Phase-shift modulation
Modems
- Hardware device used for long distance communication
- a Modem has a modulator and a demodulator

- modems are common for telephone lines, but other types of modem also exist
modem types
----------------
conventional ----- electrical signals for copper wires
optical ----- light, using optical fiber
wireless ----- air, radio frequency waves
dialup ----- telephone system, modulated audio tones
- other functions of a dial-up modem
Class notes for 9/1
Network parameters
- Propagation delay : time required for a signal to travel across the medium.
- Bandwidth : Maximum times per second that a signal can change
- Throughput : Number of bits per second that can be transmitted. Notice that throughput is related to the hardware bandwidth.
Relationship between bandwidth and Throughput
Nyquist Theorem
: relates network bandwidth and throughput
D = 2 B log(K)
where D: max throuput, B: bandwidth, K: Number of values that encodes data. log is base 2.
example: in RS232,
K = 2 (+15V/-15V)
D = 2 B log 2 = 2 B
So, the throuput in RS232 is 2 times the bandwidth.
example: Phase shift encoding
Assume K=4 (4 possible phase shifts )
D = 2 B log 4 = 4 B
Notice that Nyquist theorem does not consider noise. therefore, it only gives a maximum theoretical limit.
Shannon's Therom
C = B log (1+ (S/N) )
where C : throughtput (bits/sec)
B : bandwidth (hardware bandwidth )
S: power of signal ( in watts )
N : power of noise ( in watts )
log : based two
Notice that if noise is zero, throughput is infinity.
(S/N) is called "signal-to-noise ratio"
example: telephone system:
Bandwitdth : 3000Hz (anything over 3000Hz is lost. the highest we can hear is 20kHz)
S/N : signal to noise ratio
effective capacity (Throughput) C = B log (1 + (S/N)) = 30,000bps
with a S/N of 1000, there is little hope to complish more than 30kbps. 56kbps modems have this sped only with good quality phone lines with larger S/N ratio and also use compression.
S/N (signal to noise ratio) is usually given in decibels (dB).
S/N in decibels = 10*log(S/N) ***notice that this log is base 10 ***
example:
if S/N = 1000, then S/N in decibels = 10*3 = 30dB.

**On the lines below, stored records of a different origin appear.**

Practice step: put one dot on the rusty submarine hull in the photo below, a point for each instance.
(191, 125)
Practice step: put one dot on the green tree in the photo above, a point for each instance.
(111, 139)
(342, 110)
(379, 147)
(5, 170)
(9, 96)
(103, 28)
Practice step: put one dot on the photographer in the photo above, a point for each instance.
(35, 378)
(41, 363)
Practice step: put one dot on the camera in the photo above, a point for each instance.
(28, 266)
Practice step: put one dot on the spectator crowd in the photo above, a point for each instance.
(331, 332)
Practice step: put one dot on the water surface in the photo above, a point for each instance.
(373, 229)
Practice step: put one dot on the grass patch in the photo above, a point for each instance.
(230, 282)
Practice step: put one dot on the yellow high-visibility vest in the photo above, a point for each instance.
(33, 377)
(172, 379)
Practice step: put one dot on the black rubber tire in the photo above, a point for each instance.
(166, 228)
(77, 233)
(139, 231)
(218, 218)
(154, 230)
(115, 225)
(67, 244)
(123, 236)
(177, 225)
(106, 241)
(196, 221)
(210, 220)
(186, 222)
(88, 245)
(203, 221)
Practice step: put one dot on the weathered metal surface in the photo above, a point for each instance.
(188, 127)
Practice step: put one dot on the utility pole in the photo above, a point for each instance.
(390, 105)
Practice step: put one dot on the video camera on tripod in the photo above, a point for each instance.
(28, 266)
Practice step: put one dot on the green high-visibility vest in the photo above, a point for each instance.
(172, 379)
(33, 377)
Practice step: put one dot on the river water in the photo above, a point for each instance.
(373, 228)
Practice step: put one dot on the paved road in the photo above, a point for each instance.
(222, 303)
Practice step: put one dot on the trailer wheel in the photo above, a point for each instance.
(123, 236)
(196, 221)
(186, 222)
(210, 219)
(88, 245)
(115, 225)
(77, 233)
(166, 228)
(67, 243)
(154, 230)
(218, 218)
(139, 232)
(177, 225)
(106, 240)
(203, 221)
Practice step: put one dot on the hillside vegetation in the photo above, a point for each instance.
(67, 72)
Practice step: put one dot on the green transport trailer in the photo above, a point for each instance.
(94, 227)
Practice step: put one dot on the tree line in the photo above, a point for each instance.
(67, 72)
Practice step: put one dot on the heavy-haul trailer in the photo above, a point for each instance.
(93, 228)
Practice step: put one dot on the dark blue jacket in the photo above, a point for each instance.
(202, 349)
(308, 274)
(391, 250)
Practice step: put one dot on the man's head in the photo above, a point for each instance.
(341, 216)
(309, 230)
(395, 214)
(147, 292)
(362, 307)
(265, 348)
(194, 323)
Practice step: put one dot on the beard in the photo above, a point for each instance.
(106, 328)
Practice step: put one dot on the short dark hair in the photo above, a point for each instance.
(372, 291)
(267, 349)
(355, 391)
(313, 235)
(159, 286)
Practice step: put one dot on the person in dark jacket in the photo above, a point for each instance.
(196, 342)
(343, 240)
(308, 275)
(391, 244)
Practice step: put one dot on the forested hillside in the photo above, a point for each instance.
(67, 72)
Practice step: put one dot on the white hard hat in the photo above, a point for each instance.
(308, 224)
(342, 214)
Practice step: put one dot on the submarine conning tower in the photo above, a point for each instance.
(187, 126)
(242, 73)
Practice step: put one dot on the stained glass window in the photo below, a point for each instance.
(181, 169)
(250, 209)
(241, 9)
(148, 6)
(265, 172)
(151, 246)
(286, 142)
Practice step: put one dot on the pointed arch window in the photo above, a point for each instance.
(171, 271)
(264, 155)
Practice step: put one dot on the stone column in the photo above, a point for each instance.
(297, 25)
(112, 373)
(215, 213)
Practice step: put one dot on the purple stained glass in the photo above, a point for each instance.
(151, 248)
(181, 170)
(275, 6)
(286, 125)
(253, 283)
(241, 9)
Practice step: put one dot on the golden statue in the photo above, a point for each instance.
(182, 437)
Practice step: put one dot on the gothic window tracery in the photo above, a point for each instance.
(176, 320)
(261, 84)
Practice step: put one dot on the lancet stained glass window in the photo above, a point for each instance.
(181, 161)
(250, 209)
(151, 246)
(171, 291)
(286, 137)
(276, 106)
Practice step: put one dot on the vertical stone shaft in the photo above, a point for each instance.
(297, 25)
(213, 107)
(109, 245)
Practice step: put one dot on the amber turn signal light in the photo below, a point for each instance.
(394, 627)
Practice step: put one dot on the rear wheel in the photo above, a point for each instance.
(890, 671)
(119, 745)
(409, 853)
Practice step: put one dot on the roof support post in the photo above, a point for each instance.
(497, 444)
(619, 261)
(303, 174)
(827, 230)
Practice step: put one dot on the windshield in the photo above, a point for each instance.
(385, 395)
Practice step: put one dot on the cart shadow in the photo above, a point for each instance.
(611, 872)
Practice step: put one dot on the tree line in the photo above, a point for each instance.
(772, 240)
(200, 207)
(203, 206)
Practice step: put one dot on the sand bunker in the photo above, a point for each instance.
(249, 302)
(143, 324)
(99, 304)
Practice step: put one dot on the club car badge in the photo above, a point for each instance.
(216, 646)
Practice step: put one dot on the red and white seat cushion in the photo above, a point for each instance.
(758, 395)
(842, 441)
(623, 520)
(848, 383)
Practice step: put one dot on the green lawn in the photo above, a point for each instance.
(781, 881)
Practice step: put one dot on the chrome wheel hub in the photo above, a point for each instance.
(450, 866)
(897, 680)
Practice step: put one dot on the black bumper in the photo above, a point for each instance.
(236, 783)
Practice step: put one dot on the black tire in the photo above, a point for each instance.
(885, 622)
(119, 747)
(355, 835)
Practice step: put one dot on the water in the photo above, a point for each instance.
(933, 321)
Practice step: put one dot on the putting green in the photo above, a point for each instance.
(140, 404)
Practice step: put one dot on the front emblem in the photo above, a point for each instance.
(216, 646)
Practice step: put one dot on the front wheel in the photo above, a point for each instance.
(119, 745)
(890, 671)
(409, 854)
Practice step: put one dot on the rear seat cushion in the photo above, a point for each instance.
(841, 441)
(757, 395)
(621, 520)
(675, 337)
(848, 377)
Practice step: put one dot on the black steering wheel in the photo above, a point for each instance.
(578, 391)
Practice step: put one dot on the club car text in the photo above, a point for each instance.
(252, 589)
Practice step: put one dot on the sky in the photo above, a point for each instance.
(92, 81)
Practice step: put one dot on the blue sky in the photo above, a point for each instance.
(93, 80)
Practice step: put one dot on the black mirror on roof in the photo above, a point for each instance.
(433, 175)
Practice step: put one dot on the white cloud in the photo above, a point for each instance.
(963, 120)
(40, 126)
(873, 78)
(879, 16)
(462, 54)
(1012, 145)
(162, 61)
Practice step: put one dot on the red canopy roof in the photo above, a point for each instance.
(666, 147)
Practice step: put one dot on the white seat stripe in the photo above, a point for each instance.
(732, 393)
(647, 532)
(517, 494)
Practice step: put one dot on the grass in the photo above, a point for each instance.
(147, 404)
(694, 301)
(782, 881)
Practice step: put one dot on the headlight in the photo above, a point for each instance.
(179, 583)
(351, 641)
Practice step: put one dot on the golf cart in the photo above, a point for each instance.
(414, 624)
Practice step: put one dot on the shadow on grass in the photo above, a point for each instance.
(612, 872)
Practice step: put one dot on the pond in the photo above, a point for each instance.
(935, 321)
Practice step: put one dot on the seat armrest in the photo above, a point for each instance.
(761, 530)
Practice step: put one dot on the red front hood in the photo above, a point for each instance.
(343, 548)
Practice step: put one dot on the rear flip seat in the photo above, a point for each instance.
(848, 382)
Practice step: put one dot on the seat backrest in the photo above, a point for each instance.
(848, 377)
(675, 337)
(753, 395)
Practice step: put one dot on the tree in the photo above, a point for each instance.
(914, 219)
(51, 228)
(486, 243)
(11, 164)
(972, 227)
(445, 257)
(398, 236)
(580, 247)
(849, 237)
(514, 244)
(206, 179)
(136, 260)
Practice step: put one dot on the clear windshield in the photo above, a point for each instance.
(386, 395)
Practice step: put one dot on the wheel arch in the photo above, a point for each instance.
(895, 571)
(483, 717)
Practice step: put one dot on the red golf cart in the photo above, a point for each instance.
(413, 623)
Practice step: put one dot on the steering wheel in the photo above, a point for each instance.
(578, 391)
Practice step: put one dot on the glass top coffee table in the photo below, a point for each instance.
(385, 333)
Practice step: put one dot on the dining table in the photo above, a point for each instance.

if S/N = 20dB, then S/N =100
Conclusion:
- Nyquist theorem implies that we could increase throughput by finding new ways to encode more bits per cycle.
- Shannon's theorem implies that no amount of clever encoding can overcome the limit of real transmission lines with noise.
Multiplexing
using a shared channel to transmit seperate sources of information.
multiplexing needs to prevent interference among signals.